GIM5280 - Taxation of the investment return: investment gains: land and property

Many general insurance groups hold investments in land and property in a separate property holding company. In such cases, income derived from the land and property will be taxable under rules for Schedule A income, and the gains will be computed as chargeable gains. Where the investment property is held directly by the insurer, gains and losses should be reflected in accounts in accordance with Schedule 9A to the Companies Act 1985 and the ABI SORP. The property should be subject to periodic revaluation (at least every five years), and paragraph 285 of the 2005 ABI SORP requires unrealised gains and losses to be taken to the profit and loss account.
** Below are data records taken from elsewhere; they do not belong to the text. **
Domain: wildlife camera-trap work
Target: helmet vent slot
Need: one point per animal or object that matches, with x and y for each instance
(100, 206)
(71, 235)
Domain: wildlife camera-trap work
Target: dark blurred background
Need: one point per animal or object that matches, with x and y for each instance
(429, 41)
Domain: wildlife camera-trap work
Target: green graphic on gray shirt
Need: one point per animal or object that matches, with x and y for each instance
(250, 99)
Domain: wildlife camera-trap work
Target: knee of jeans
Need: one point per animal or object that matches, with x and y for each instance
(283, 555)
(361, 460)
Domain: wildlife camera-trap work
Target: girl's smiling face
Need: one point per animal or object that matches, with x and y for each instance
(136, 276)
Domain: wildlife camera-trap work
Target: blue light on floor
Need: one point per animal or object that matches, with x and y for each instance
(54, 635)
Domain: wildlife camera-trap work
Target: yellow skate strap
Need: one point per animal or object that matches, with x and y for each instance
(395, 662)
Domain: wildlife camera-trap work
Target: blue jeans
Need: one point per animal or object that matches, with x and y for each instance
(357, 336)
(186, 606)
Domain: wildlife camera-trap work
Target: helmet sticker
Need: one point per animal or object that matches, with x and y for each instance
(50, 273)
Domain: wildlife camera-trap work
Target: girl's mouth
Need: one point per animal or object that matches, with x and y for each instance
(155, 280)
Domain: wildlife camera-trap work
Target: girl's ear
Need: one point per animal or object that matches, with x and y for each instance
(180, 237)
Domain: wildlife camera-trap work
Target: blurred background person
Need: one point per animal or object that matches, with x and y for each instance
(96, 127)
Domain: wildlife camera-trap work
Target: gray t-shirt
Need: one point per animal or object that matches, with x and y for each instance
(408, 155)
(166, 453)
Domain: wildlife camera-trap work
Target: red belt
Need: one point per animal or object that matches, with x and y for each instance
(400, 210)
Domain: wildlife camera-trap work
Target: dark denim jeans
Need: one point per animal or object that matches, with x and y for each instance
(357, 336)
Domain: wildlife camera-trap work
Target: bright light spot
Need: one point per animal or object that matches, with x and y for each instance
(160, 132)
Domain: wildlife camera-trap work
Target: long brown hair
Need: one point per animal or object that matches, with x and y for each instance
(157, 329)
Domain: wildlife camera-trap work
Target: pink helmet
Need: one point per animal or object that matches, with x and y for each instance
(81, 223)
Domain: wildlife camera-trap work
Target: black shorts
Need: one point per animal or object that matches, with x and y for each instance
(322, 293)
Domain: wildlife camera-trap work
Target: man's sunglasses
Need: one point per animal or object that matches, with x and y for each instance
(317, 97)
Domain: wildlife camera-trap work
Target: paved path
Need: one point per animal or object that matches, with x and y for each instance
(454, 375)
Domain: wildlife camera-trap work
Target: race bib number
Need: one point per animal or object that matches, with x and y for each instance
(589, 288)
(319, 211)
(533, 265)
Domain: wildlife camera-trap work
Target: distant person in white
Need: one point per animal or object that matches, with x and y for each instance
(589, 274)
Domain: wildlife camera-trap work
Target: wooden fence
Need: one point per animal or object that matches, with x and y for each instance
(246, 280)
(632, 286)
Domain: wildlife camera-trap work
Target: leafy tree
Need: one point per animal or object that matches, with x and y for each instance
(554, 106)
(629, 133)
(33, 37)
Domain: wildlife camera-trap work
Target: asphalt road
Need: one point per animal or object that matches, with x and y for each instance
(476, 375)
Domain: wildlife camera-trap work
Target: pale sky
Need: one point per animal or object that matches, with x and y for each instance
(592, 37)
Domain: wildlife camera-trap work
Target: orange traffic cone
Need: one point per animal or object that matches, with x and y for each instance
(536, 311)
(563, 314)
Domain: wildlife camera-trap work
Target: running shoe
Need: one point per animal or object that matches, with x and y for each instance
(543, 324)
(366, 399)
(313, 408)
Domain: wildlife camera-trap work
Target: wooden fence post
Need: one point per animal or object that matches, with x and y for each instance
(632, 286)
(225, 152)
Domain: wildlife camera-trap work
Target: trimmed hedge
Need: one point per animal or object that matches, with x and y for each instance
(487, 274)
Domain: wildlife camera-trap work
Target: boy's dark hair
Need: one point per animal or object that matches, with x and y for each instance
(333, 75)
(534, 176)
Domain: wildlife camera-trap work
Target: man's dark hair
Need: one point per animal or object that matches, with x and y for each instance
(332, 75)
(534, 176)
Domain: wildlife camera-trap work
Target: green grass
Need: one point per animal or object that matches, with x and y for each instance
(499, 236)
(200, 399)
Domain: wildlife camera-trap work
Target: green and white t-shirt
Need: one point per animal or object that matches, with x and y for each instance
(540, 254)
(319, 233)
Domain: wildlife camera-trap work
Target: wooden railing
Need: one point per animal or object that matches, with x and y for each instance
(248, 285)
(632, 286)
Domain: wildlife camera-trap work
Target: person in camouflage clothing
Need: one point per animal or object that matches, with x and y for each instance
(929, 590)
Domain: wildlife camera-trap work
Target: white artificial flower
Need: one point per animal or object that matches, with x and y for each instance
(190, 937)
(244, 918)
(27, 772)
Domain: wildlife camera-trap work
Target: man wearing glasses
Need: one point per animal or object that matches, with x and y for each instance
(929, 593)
This treatment (i.e. mark to market) should be followed for tax, where gains or losses on such investment properties are properly regarded as trade receipts or expenses. It will be a question of fact whether the property is held as a structural or portfolio investment (see GIM5020) and GIM5230), but there would be a presumption that a property to which this accounting treatment applied was a portfolio investment. See also in this regard Producers' and Citizens' Co-operative Assurance Co. Ltd. v. FCT (1956) 95 CLR 26 and Australasian Catholic Assurance Co. Ltd. v. FCT (1959) 100 CLR 502. The investment income from the property will remain assessable under Schedule A rules ( GIM5030).